Does the outboard have enough charge capacity to run all this equipment
at once and still recharge the batteries? Most outboards only put out 7
to 12 amps, tops.

Everytime I see a CG Aux boat, I have a flashback that just made me
cringe from the public boatlanding next to Duncan's Boat Harbor on the
Ashley River in Charleston.....

I had come back to the boat landing after a hard day laying about in the
river with a bunch of teenaged girls (and their boyfriends, dammit) in my
Sea Rayder jetboat. The boat was tied up on the back side of the
floating dock where the powerboaters stayed away because it was only 2'
deep.

Seeing the long line waiting to use the 3-lane ramps, I decided to wait a
little to let the logjam of boat trailers go down.

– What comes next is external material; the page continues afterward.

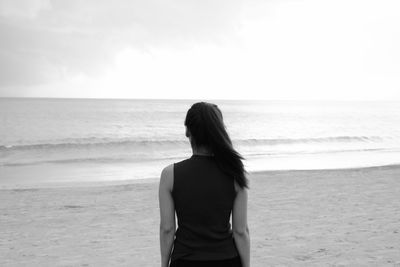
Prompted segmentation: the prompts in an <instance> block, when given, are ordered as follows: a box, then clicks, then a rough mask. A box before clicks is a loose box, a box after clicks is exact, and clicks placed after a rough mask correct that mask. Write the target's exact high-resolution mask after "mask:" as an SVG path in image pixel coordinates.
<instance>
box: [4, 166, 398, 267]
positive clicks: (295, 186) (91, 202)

The girls were happy
sunning themselves on the seats and beanbags in my boat and the guys
seemed happy as the food and coke hadn't run out in the electric cooler.

I stood up on the fixed dock overlooking the launching ramp when this
nice cabin cruiser, probably 25-27' with a cuddy cabin, all decked out
like Bill's CG Cruiser with lights and CG Aux signs full of old geezers
in CG blues backed down from the floating dock and looped around for a
run at the launching ramp where their trailer was backing down for their
turn.

The idiot backing their truck stopped the trailer SHORT of putting the
wheels in the water! Only the back tip of the trailer was in the river.
This ramp is NOT steep, at all. A spring high tide sometimes runs over
the top of it into the parking lot. Seeing the truck stop, Captain Klutz
runs the throttle of BOTH big outboards pushing this cabin cruiser up to
2/3rds throttle and runs in for the trailer. WHAT WAS HE THINKING?!!
These are the CG Auxiliary guys that teach the damned boater course, for
Christ's sake! Just before the bow of the big cruiser touches that end
roller 3" underwater, there's this big "CRUNCH", the sickening sound of
faux-pas fiberglass gelcoat crashing into slime-covered solid concrete.

Having hit the ramp and being kept from the trailer, HE DOES IT AGAIN!
This time, same "CRUNCH", they decide to back the trailer a little
farther into the water so he can heave the bow up onto the end roller.

ARRRGHHH! Everyone on the dock, other boaters and crabbers waiting their
turns are all shaking their heads. The keel of the cruiser is crushed!
You can see it. Captain Klutz shoves the throttles ahead to force it up
on the trailer, without hooking this very nice-looking electric winch to
the boat. Keerrrannngg! Fine stainless steel props, now driven DOWN by
the weight distribution change of the bow coming high out of the water
driving the stern in deep....must have hit the ramp, too!

I felt sick to my stomach.....Glad none of these jokers were the guys who
inspected the jetboat in Berkeley County for my pretty sticker.....yecch.